Touch involves six (hot, cold, rough, light pressure, heavy pressure, sharp and I can't remember the last one), taste (as such, discounting the effects of our noses) appears to involve five (sweet, salt, sour, bitter, and recently discovered fat).

But it's been determined that there may be as many as a thousand different specific sensors involved in our senses of smell, and that may even be an underestimate. When you take a sip of wine, vapors rise up your throat and into your nose, and that's where most of the experience lies. How many hundreds of different sensors are all going off simultaneously to express the true flavor of a fine wine from Mondavi?

[Sorry for getting geeky. I see I've wandered more than a bit.]
posted by Steven Den Beste at 6:15 PM on June 26, 2000 [2 favorites]


I thought the fifth taste was umami, or savory, which responds pretty well to MSG or the natural equivalent found in tomatoes and meat. I could be wrong.
posted by daveadams at 8:11 PM on June 26, 2000


Actually, this is fascinating, as I never tend to think about what I'm actually eating while I'm eating it, or what the processes that make up "tasting" are.

However, I think Coke should release the Freud Memorial Centennial version of their beverage, with that added "pep" thrown in for good measure.
posted by solistrato at 8:13 PM on June 26, 2000 [1 favorite]


They've been working for a long time on trying to develop a fat substitute for food, which could be mixed into fake icecream and chocolate and equivalent things which would have all the texture and flavor of fat without actually being fattening.

The problem they've had is that none of them actually tasted right.
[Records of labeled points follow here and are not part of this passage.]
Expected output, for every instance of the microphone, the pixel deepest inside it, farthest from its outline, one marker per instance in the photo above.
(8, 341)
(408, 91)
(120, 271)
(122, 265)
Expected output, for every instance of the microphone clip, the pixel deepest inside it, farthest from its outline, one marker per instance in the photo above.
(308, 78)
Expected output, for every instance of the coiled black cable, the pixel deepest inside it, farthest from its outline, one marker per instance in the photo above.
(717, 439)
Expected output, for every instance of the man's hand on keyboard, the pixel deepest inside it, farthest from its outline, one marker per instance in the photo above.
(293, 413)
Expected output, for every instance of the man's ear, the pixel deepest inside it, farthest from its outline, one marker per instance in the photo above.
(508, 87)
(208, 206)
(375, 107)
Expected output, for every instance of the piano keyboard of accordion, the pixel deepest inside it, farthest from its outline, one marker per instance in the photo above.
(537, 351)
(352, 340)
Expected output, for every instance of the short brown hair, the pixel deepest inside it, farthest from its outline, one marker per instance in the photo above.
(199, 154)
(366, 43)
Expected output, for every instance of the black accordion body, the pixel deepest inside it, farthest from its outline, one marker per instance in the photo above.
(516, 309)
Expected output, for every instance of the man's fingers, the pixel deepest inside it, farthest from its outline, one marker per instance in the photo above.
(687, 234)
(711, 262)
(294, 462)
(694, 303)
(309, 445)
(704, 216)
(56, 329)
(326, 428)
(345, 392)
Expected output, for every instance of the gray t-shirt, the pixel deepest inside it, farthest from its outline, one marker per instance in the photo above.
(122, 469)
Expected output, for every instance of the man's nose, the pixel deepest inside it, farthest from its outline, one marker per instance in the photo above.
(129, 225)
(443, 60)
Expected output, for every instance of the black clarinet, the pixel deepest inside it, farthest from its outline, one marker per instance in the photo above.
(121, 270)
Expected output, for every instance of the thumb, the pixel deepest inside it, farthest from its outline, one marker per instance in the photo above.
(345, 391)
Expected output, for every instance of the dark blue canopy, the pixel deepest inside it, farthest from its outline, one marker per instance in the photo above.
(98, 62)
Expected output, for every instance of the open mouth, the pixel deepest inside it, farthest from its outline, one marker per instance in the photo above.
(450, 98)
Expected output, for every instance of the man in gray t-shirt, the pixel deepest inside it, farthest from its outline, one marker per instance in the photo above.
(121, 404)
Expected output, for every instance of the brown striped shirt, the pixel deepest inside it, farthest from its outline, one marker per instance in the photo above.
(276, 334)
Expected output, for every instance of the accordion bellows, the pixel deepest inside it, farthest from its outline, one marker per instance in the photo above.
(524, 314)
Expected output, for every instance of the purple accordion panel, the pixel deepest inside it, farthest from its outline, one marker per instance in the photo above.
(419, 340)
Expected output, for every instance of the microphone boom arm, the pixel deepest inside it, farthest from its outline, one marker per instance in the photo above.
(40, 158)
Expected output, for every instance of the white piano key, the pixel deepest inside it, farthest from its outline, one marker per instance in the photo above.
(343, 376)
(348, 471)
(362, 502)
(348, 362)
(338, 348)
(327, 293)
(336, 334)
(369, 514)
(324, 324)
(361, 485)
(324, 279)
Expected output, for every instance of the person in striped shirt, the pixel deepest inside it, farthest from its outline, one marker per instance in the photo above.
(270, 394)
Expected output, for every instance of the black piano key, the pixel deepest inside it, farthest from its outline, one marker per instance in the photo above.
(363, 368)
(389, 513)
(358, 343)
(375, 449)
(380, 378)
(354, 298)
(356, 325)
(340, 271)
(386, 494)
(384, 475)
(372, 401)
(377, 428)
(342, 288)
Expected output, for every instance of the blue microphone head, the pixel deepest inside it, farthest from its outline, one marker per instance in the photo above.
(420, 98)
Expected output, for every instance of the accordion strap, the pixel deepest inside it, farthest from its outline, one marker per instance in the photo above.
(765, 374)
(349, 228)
Finally someone did some research and found out that we actually have a fat sensor in our tongues. (I may have this wrong; I got this story from a friend of mine, so in fact it may be an urban legend.) So Dave, you could be right after all.

In the meantime, don't ever eat those fat-free potato chips you've seen advertised, because whatever it is that they're using instead of fat to process them stays in your gut and gives you the runs; it's sort of like making brownies using mineral oil. (Come to think of it, I haven't seen an ad for those chips for a long time.)
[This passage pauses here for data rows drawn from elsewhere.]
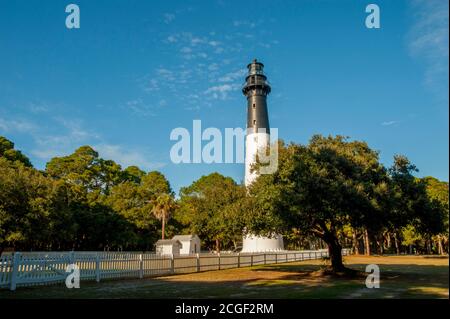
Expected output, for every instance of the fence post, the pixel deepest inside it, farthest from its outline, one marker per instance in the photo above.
(141, 266)
(218, 254)
(198, 262)
(72, 257)
(97, 267)
(172, 263)
(16, 260)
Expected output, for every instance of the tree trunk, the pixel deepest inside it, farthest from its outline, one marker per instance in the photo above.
(163, 227)
(355, 242)
(397, 248)
(334, 252)
(217, 245)
(388, 240)
(440, 248)
(366, 243)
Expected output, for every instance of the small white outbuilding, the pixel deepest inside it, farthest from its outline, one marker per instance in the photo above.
(168, 247)
(190, 244)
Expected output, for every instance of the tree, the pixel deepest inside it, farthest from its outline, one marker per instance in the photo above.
(8, 152)
(86, 170)
(212, 207)
(320, 188)
(24, 206)
(163, 207)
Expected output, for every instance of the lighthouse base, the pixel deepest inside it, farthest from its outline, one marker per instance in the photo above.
(253, 243)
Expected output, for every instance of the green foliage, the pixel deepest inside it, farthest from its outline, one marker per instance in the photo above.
(8, 152)
(212, 207)
(330, 189)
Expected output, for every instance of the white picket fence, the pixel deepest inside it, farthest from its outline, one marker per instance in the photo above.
(37, 268)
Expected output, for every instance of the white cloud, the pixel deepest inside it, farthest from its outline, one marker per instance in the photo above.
(20, 126)
(221, 91)
(72, 135)
(389, 123)
(168, 17)
(428, 41)
(138, 107)
(126, 157)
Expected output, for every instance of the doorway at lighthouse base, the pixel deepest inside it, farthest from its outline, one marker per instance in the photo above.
(253, 243)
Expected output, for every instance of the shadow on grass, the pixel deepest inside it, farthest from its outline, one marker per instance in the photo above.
(272, 281)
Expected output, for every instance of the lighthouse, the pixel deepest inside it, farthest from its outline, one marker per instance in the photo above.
(256, 89)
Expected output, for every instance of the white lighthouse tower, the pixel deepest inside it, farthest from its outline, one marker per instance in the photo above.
(256, 89)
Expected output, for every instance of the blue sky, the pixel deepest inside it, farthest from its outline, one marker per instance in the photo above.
(135, 70)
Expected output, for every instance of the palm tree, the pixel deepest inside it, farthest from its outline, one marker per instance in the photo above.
(163, 206)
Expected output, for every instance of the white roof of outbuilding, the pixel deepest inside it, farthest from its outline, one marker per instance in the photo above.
(168, 242)
(184, 237)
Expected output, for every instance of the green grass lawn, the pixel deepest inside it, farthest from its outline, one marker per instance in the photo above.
(401, 277)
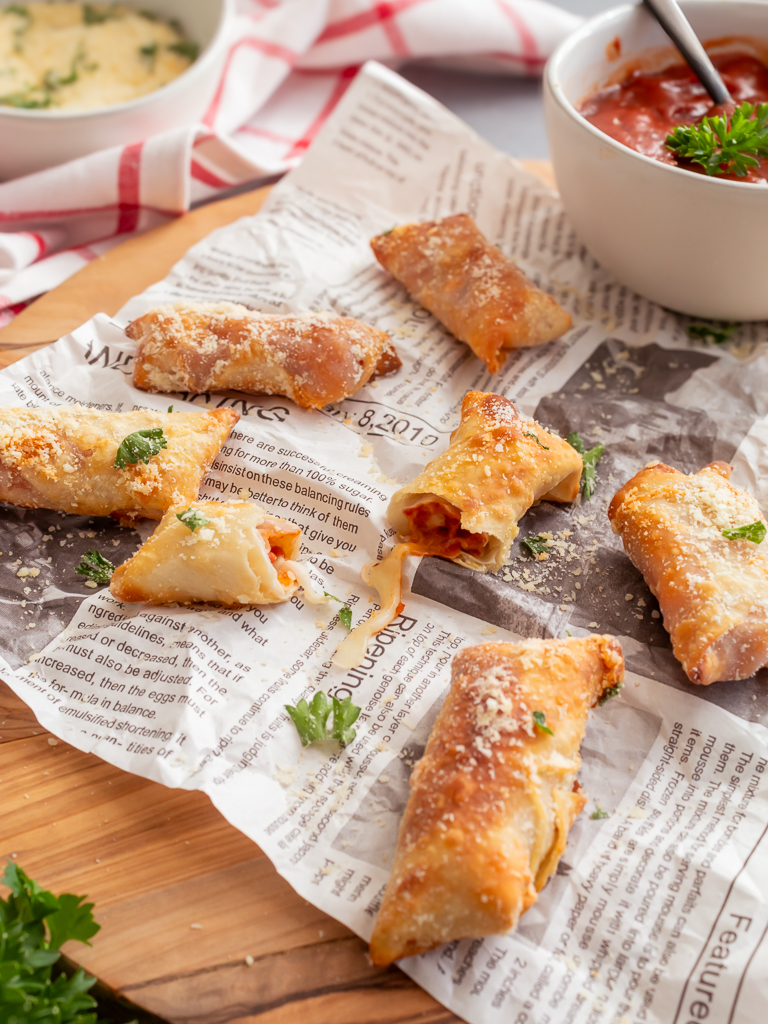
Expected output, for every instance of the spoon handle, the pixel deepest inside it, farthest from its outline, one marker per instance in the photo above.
(678, 28)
posted by Steven Den Beste at 10:36 PM on June 26, 2000


i have a book that's similar to "big secrets" that explains coke and pepsi. coke is orange based and pepsi is lemon and that's why they taste different.

going off on a tangent, i think coke is IT and i can't believe those pepsi commercials when they do the blind taste test and people choose pepsi. in this day and age is there anyone who can't tell the difference? do they think we're morons? even if you like pepsi better than coke, there *is* a marked difference in flavors.
posted by centrs at 1:00 AM on June 27, 2000


Steven, could I encourage you to be a geek more often?

Your post on food and the senses was the most fascinating thing I've read for a while. Keep it coming. :)
posted by Georgina at 4:00 AM on June 27, 2000


Dave's right: umami is the Japanese word for the taste. The Japanese have known about it since 1908, and the receptor was recently identified. "Savory" and "meaty" are decent approximations, but my friends and I call it "tastiness flavor." It's also noticeable in good parmesean cheese.
posted by snarkout at 11:47 AM on June 27, 2000


Along the same lines as Steven's post, sometime when you get to mix your own soda, try mixing equal parts Root Beer and Orange Soda. When I first tried this I thought I had one of those ice cream bars with the funny orange coating. It is a somewhat unique taste, not quite what you'd expext from the mixture of the two.
posted by mutagen at 12:04 PM on June 27, 2000


This post *definitely* gets the award for coolest thread of the week. And, as propinquity always works, I would have had no idea I'd be interested. One vote against *too* much customizability.

The flavoring is called 'Merchandise 99X', if my memory (from _The Real Coke, The Real Story_, a book about the New Coke fiasco) serves me correctly.